Study: Teachers more likely to label black students as troublemakers

theGRIO REPORT - A new study from Stanford University might help explain why previous studies have shown that black students are expelled at a significantly higher rate than their white counterparts.

theGrio featured stories

A new study from Stanford University might help explain why previous studies have shown that black students are expelled at a significantly higher rate than their white counterparts.

The problems start early, after just a second rule infraction.

“We have shown experimentally, for the first time, that teacher responses can contribute to racial disparities in discipline,” the researchers said in a paper published in the journal Psychological Science. “In fact, teacher responses may even help to drive racial differences in student behavior — differential treatment by teachers, to some extent, may inspire repeated misbehavior by black students.”

In what researchers called the “black-escalation effect,” teachers were shown records of kids with either stereotypical black names (Deshawn or Darnell) or stereotypical white names (Greg or Jake) and asked what disciplinary steps should be taken after certain infractions.

While the response to the first infraction was the same across both races, after the second rule infraction, teachers pushed for more punishment for the black students than the white students.

“It’s not that these are racist people, it’s just that we all are exposed to stereotypes in the world,” said Jason Okonufua, the study’s lead researcher.

“Most social relationships entail repeated encounters,” Okonofua continued. “Interactions between police officers and civilians, between employers and employees, between prison guards and prisoners all may be subject to the sort of stereotype escalation effect we have identified in our research.”

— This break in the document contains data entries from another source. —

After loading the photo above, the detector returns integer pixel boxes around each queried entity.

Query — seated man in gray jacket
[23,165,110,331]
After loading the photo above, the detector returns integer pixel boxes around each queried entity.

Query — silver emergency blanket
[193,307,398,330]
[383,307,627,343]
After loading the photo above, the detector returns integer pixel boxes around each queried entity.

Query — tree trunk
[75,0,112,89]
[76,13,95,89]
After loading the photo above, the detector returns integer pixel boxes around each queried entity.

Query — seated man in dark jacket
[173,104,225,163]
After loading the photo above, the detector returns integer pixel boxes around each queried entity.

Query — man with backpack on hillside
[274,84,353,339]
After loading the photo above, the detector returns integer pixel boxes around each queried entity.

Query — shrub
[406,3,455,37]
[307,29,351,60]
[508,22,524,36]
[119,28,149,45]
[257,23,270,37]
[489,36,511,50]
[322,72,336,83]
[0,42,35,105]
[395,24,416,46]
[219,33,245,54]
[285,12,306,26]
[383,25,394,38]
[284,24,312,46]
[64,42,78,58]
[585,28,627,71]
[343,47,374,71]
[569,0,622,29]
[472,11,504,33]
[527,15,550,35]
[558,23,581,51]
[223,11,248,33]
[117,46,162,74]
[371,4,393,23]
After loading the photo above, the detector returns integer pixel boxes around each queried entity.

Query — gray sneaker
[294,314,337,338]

While the researchers have suggested that an intervention program be implemented for teachers to point out their biases, they also acknowledge that the issue runs deeper than just a surface program.

“This is not a one-step thing you can do and be inoculated against implicit bias,” said Dennis Parker, director of the ACLU’s Racial Justice Program. “It requires monitoring and retraining and careful observation. But the first step is that acknowledging that implicit bias is an issue.”